For the cassava mash

1 kilograms cassava, peeled and cut into chunks
50 grams unsalted butter
50 millilitres double cream
100 grams mature cheddar cheese, grated

Heat the oil in a large, heavy-based casserole. Toss the beef in seasoned flour and fry in batches until golden brown all over.

Add a little more oil to the pan then add the onions and fry for 5 minutes until softened. Add the garlic, peppers and ancho chilli and fry for a further 5 minutes. Add the wine, bring to the boil and cook for 5 minutes to burn off the alcohol.

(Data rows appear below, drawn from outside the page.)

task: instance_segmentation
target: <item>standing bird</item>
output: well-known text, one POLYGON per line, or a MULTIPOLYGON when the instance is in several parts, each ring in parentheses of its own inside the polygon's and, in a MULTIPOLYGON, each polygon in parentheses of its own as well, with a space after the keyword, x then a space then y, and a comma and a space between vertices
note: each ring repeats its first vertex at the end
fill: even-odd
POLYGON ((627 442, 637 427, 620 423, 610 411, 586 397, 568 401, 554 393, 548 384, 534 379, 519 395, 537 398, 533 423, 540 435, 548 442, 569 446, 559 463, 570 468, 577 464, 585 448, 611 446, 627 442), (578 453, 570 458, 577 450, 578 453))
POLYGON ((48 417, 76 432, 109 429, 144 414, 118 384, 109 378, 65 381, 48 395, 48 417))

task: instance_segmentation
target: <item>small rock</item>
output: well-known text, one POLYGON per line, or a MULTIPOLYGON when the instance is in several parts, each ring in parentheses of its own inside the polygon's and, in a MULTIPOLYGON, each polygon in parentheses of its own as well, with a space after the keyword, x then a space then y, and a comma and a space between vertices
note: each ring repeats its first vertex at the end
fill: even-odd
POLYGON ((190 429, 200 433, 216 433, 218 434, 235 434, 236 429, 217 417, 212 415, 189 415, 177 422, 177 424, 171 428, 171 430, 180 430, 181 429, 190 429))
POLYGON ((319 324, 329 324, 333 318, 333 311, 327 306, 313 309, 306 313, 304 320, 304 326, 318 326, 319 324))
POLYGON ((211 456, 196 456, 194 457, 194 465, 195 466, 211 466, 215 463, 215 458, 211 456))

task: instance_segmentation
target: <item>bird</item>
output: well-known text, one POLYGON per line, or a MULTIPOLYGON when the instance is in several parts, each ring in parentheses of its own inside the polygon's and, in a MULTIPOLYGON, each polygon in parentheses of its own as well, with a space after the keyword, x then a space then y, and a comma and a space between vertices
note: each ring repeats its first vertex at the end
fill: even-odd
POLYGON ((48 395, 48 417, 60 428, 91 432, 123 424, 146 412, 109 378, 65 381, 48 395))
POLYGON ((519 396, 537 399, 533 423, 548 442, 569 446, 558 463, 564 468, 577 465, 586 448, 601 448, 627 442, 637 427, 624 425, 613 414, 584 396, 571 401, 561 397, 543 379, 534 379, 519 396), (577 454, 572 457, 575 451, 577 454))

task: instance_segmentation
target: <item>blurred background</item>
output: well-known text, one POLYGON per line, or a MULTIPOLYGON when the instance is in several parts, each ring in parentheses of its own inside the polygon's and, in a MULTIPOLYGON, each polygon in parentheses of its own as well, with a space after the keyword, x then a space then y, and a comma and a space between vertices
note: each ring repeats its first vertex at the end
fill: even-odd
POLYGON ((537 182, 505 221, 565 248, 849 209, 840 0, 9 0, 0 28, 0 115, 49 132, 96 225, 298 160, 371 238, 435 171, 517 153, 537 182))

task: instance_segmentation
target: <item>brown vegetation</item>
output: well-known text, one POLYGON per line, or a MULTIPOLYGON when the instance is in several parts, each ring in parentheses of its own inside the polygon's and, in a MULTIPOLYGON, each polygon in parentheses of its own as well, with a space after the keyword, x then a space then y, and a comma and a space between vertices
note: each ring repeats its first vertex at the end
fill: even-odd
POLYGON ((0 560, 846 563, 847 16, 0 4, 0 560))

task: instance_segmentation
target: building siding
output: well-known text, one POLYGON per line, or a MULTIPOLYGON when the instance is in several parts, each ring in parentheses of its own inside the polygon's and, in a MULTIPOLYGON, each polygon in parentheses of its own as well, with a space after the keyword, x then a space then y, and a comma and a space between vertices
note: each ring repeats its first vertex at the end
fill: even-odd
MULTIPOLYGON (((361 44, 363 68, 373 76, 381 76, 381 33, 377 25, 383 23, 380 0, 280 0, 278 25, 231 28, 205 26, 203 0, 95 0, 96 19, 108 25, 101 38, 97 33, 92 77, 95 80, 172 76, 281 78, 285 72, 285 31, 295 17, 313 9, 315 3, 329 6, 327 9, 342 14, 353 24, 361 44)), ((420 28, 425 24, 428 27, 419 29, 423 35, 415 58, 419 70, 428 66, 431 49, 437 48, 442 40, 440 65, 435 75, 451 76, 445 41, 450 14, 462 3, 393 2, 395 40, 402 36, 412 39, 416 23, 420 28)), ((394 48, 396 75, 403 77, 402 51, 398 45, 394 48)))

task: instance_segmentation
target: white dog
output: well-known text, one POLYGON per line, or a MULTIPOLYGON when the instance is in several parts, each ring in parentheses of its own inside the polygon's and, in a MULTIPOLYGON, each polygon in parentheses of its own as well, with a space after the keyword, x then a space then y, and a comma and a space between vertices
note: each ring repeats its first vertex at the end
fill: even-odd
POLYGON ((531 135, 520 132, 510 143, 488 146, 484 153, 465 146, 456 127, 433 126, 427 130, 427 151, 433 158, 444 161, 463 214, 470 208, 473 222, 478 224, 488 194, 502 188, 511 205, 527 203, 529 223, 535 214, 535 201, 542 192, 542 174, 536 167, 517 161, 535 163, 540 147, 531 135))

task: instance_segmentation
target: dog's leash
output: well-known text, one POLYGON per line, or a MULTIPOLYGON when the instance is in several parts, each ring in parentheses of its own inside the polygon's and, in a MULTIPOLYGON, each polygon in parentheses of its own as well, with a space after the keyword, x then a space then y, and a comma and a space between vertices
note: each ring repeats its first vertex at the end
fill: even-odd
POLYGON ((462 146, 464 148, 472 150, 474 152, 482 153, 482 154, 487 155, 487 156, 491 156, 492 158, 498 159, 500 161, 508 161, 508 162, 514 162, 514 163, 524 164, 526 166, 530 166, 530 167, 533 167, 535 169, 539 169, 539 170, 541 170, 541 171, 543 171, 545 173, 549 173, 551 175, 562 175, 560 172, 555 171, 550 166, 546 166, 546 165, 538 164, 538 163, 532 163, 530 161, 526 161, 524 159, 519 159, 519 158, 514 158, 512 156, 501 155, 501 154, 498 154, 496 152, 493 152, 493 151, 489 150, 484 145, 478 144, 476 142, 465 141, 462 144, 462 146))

Return the beef to the pan, pour over the coffee and bring to a simmer. Cover and cook for 2 hours, stirring occasionally. Stir through the chopped coriander and season to taste.

Meanwhile, boil the cassava in a large pan of salted boiling water for 20 minutes until soft. Drain thoroughly then mash with the butter and cream.

Spoon half of the mash into the bottom of a heatproof serving dish, top with the beef and spoon the sauce over the top.

Top the beef with the remaining mash, sprinkle with cheese and cook under a hot grill for 5 minutes until the cheese is golden and bubbling.